Getting a billion-dollar outsourcing contract is a mammoth task for IT firms these days as clients are looking to cut costs. To make things hard, clients are increasingly clamouring for newer technologies such as data analytics and automation, and cognitive platforms to run their business better.

Wipro last bagged a $1.1 billion deal from Canadian utilities firm Atco Ltd in July 2014, while media ratings firm Nielsen NV doubled its earlier $1.2 billion contract awarded to TCS to $2.5 billion in 2013. Infosys does not have any $1 billion client, while India’s No. 4 firm HCL Technologies won an over $1 billion contract from Volvo group earlier this year.

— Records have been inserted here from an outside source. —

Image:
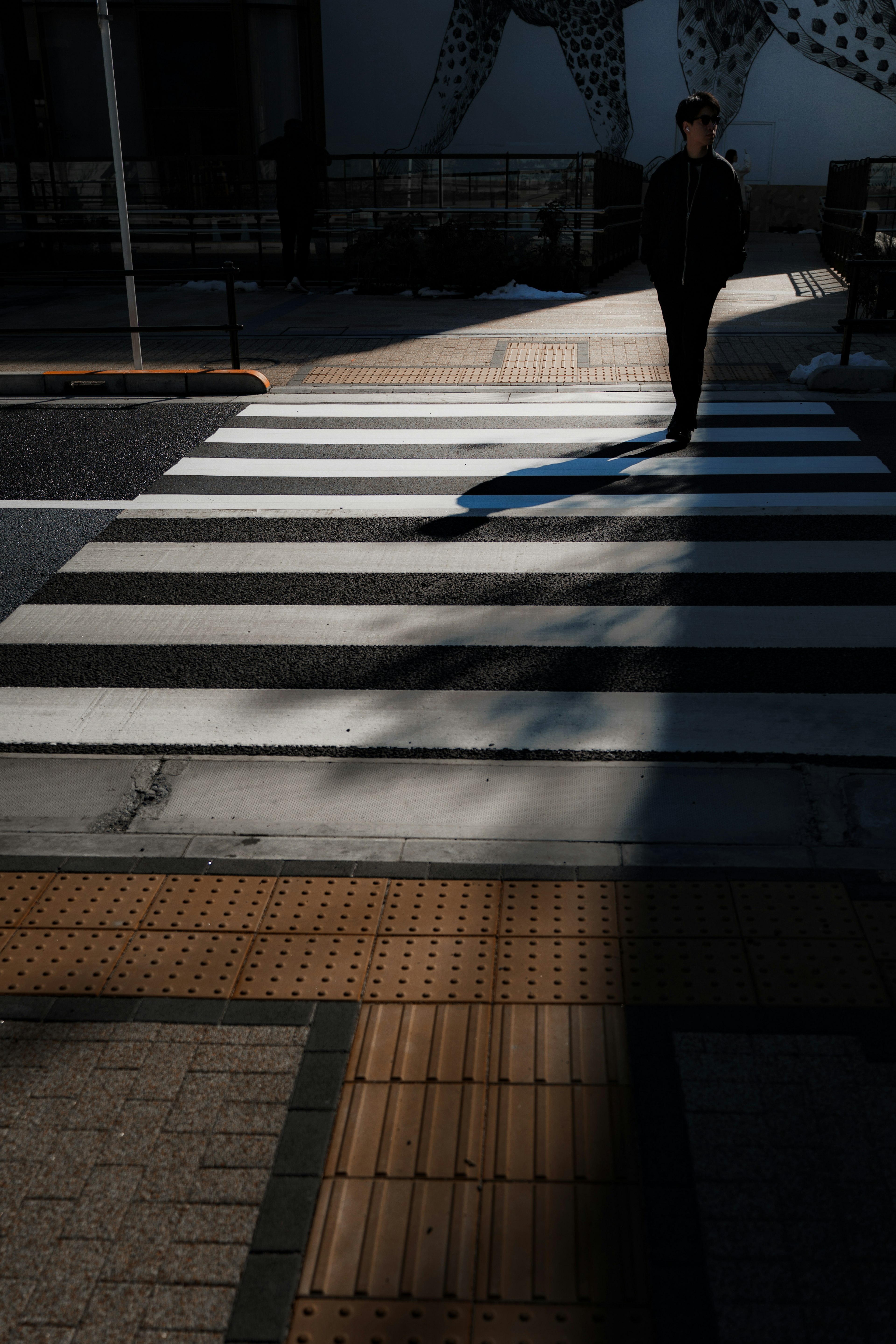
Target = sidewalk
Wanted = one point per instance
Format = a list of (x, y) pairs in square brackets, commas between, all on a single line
[(780, 314)]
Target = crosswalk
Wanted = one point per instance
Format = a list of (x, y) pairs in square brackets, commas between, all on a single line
[(539, 577)]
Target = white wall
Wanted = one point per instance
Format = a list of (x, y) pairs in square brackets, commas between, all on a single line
[(381, 60)]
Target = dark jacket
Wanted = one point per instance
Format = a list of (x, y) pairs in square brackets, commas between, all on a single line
[(301, 165), (703, 244)]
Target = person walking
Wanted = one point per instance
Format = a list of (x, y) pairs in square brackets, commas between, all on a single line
[(691, 242), (301, 165)]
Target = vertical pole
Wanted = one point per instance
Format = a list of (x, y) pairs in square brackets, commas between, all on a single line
[(103, 18), (230, 272)]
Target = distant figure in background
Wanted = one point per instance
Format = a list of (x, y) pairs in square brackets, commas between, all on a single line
[(692, 242), (731, 155), (301, 165)]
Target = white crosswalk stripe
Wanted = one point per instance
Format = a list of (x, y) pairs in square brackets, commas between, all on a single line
[(645, 599)]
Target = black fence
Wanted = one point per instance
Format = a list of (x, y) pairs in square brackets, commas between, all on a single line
[(859, 212), (871, 306), (206, 210)]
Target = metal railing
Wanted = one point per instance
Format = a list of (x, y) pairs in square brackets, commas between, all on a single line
[(229, 272)]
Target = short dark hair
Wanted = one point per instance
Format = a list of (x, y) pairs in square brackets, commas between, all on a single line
[(692, 107)]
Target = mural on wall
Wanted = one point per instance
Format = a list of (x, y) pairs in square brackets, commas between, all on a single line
[(718, 44)]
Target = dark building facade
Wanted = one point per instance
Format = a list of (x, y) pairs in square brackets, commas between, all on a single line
[(195, 77)]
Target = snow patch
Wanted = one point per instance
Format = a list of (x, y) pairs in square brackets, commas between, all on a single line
[(828, 359), (514, 291)]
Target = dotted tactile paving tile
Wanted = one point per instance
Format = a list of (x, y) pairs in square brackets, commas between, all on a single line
[(687, 971), (326, 905), (559, 1133), (558, 971), (60, 962), (358, 1322), (305, 967), (879, 924), (816, 972), (558, 1043), (224, 904), (93, 901), (538, 1323), (182, 964), (18, 893), (794, 910), (409, 1130), (441, 908), (561, 1242), (562, 909), (676, 910), (436, 970), (373, 1238), (421, 1042)]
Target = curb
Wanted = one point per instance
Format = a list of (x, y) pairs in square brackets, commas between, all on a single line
[(131, 382)]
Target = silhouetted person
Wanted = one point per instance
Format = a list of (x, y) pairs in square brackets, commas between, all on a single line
[(301, 165), (691, 242)]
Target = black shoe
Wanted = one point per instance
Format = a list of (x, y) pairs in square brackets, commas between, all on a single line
[(680, 431)]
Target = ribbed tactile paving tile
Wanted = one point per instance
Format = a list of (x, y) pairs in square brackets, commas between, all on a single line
[(559, 1133), (358, 1322), (94, 901), (421, 1042), (676, 910), (441, 908), (181, 964), (816, 972), (233, 904), (409, 1130), (558, 971), (18, 893), (564, 909), (500, 1323), (305, 967), (561, 1242), (686, 971), (326, 905), (393, 1238), (879, 924), (437, 970), (558, 1043), (60, 962), (794, 910)]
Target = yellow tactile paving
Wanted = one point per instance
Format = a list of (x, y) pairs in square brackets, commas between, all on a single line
[(432, 970), (816, 972), (794, 910), (373, 1238), (561, 1242), (181, 964), (305, 967), (558, 971), (326, 905), (94, 901), (559, 1133), (18, 894), (409, 1130), (60, 962), (441, 908), (687, 971), (421, 1042), (559, 908), (558, 1043), (676, 910), (224, 904)]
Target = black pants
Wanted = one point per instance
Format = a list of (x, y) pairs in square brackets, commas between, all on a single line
[(687, 311), (296, 237)]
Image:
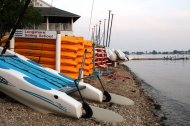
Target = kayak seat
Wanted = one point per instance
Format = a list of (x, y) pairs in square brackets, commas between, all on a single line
[(70, 90)]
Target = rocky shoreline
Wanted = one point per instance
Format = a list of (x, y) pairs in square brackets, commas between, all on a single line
[(123, 82)]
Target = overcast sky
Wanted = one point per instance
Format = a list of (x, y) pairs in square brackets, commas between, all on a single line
[(139, 25)]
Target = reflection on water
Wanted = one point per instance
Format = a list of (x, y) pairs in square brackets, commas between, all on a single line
[(171, 80)]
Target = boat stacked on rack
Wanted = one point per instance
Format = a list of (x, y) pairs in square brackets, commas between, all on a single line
[(41, 88)]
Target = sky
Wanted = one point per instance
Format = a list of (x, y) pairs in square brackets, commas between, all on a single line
[(138, 25)]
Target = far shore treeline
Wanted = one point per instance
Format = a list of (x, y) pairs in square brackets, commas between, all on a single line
[(9, 13), (159, 52)]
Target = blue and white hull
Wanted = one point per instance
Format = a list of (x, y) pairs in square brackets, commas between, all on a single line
[(40, 88)]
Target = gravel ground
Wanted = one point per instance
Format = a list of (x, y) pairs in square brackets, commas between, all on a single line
[(13, 113)]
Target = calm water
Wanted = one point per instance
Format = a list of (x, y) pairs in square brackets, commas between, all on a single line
[(169, 83)]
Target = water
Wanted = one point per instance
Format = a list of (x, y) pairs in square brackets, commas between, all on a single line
[(169, 83)]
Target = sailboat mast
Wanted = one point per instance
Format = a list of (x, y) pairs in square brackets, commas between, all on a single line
[(15, 27), (110, 29)]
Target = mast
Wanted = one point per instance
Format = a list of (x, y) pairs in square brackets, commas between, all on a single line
[(110, 30), (15, 26), (104, 33)]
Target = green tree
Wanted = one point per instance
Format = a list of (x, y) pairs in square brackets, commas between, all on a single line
[(9, 13)]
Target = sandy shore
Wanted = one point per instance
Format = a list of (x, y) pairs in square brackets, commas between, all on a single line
[(13, 113)]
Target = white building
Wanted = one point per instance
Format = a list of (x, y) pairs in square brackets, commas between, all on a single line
[(55, 19)]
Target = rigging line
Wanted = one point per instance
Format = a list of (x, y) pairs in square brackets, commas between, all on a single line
[(91, 18)]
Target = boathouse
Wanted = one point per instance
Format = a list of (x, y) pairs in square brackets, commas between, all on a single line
[(55, 19)]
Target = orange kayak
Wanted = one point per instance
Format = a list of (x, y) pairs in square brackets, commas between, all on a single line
[(35, 46), (68, 55), (65, 61), (42, 60), (37, 53), (49, 66), (72, 75), (33, 40), (67, 68), (69, 47)]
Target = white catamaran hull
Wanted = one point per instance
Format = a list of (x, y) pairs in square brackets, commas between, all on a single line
[(39, 91)]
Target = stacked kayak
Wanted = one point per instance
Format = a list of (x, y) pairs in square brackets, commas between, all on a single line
[(41, 88), (43, 51), (88, 66), (69, 52), (101, 60), (38, 50)]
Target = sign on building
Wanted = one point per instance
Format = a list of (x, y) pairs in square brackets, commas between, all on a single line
[(35, 34)]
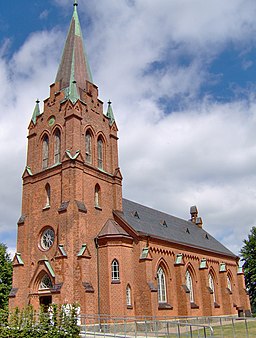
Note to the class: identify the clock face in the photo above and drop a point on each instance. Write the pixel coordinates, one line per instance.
(51, 121)
(47, 239)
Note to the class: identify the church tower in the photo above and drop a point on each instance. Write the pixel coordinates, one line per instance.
(71, 185)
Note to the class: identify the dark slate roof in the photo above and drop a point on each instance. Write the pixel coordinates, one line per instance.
(145, 220)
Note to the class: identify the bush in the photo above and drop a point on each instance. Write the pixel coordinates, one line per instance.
(57, 322)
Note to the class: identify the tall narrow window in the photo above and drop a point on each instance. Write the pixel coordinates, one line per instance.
(88, 147)
(211, 286)
(45, 151)
(97, 196)
(189, 285)
(48, 195)
(229, 285)
(115, 270)
(161, 286)
(57, 146)
(45, 283)
(100, 153)
(128, 295)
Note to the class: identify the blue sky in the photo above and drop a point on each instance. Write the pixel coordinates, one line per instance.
(181, 75)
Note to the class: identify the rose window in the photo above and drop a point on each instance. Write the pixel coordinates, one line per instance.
(47, 239)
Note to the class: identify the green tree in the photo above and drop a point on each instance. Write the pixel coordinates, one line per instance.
(5, 276)
(248, 253)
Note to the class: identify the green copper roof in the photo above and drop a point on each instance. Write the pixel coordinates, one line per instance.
(36, 112)
(110, 114)
(74, 64)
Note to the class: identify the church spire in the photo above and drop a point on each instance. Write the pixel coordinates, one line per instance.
(74, 63)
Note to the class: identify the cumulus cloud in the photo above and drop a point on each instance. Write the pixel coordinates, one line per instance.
(178, 147)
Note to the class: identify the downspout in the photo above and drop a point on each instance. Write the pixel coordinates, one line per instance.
(98, 274)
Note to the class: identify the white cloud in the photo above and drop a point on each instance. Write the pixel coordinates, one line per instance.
(202, 154)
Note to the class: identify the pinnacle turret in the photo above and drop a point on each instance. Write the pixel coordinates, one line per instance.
(110, 114)
(74, 64)
(36, 112)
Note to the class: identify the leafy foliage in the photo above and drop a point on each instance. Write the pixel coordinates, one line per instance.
(5, 276)
(57, 322)
(248, 253)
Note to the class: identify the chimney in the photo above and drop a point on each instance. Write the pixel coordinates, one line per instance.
(193, 213)
(194, 217)
(199, 222)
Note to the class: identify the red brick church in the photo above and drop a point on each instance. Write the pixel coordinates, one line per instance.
(80, 241)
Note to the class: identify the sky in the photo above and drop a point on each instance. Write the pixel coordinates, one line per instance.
(181, 75)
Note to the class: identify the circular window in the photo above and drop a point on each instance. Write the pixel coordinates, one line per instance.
(47, 239)
(45, 283)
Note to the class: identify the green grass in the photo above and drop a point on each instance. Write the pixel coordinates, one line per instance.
(226, 331)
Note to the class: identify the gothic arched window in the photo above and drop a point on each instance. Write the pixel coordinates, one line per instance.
(57, 146)
(115, 270)
(88, 147)
(211, 286)
(97, 196)
(229, 285)
(48, 195)
(45, 151)
(161, 285)
(100, 152)
(45, 283)
(189, 285)
(128, 295)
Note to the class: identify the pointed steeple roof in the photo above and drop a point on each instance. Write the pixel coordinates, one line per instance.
(110, 113)
(74, 64)
(36, 112)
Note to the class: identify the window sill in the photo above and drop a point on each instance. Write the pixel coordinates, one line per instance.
(165, 306)
(115, 282)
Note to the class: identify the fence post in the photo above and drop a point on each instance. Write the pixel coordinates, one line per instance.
(233, 326)
(246, 327)
(178, 327)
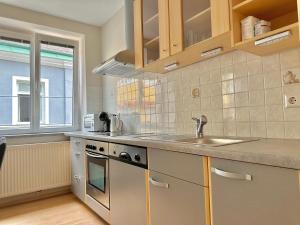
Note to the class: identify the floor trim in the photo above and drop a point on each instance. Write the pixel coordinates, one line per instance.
(24, 198)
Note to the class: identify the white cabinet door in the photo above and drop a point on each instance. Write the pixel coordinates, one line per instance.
(175, 202)
(78, 168)
(252, 194)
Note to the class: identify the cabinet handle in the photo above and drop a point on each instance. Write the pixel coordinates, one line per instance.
(77, 177)
(159, 184)
(229, 175)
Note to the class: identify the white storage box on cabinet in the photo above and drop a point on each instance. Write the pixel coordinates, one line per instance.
(78, 168)
(177, 192)
(248, 194)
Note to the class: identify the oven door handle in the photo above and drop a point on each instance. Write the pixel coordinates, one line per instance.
(96, 156)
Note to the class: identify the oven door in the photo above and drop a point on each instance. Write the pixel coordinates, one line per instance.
(97, 180)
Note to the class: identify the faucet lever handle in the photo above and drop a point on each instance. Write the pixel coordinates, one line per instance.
(196, 119)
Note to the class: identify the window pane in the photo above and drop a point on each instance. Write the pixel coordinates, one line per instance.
(56, 97)
(15, 99)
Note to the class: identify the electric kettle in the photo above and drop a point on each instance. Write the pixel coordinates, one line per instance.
(115, 123)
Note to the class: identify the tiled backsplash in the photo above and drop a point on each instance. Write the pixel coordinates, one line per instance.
(240, 93)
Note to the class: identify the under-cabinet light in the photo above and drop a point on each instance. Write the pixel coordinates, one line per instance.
(172, 66)
(212, 52)
(274, 38)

A multi-year, large outsourcing contract assures a stable revenue stream. None of the country’s three largest technology vendors is expected to record more than 9% dollar revenue growth in the current financial year.

Wang said the odds were against the incumbent TCS.

First, all outsourcing contracts up for rebid are being renewed at a lower price, and executives at both Infosys and Wipro are looking at an “at least 20-25% price reduction”. Second, Abidali Neemuchwala, who is currently at the helm of Wipro, was one of the chief architects behind TCS winning the deal in 2008.

“Abid should know that deal structure very well. Given how TCS is massively discounting to win deals, I’m sure their competitors will be happy to return the favour,” Wang added.

While Wipro is ahead in AI thanks to Holmes, TCS has a strong investment in blockchain and Infosys has the better design thinking approach.

Wang expects American MNC IBM to bid for the contract as well as its “blockchain and security teams are rapidly becoming top-tier in the industry”.